In space, energy typically comes via solar panels that provide almost instantaneous electricity when the Sun shines on them. But inhabitants of the moon could expect to spend up to 16 days in darkness during the lunar night. Finding a sustainable energy solution that collects sunlight during the long lunar days and stores it for use at night is essential to make the prospect of long-term lunar habitation a reality.
Regolith bricks offer a way of storing daytime solar energy so that electricity can be produced at night; this would be vital for any humans living and working on the moon. The stored heat could also be released directly to keep robotic equipment warm enough to function during the long hours of darkness.
"Apollo astronauts brought back small amounts of moon rock, allowing us to create very similar 'fake' lunar regolith here on Earth," explains Aidan Cowley from ESA's Human Spaceflight and Robotic Exploration Directorate, who oversaw the project. "In this study, we used Earth rock with comparable properties to moon rock, crushed into a powder until the particles matched the size of those in the lunar regolith."
After making this powder into a brick, the team pumped energy into their imitation lunar regolith to see how well it could store heat. They also connected it to a heat engine to create electricity using the energy stored inside it.
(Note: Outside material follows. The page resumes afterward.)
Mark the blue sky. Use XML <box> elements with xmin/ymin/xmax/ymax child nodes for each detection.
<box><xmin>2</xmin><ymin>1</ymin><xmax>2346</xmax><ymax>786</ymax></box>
"Any moon-based technology would face incredibly tough conditions—long nights, temperatures ranging from -173°C to 127°C and extremely low pressures," explains Project Manager Luca Celotti from Azimut Space. "We mimicked these conditions as best as we could to create a 'moon-like' environment for our brick."
"Using lunar regolith to store heat on the moon would provide us with an abundance of readily-available material meaning space travellers wouldn't need to take much from Earth. Eventually, this will enable more ambitious space missions to go ahead."
As the imitation regolith worked well, the team would next like to make the process more efficient and scale it up to further investigate whether regolith bricks would be capable of producing the energy that would be required.
"This is just the first step towards creating an innovative and sustainable method of heat storage and electricity generation that could make it possible for us to land on the moon," concludes Luca.
Using local materials helps us move into sustainable, permanent exploration, giving rise to cheaper, safer and easier access to space. And lunar regolith would not only be useful for heat storage and electricity generation. This material—plentiful on the moon—could also be used to build future habitats, as a source of oxygen or minerals, and even to make everyday objects such as tools.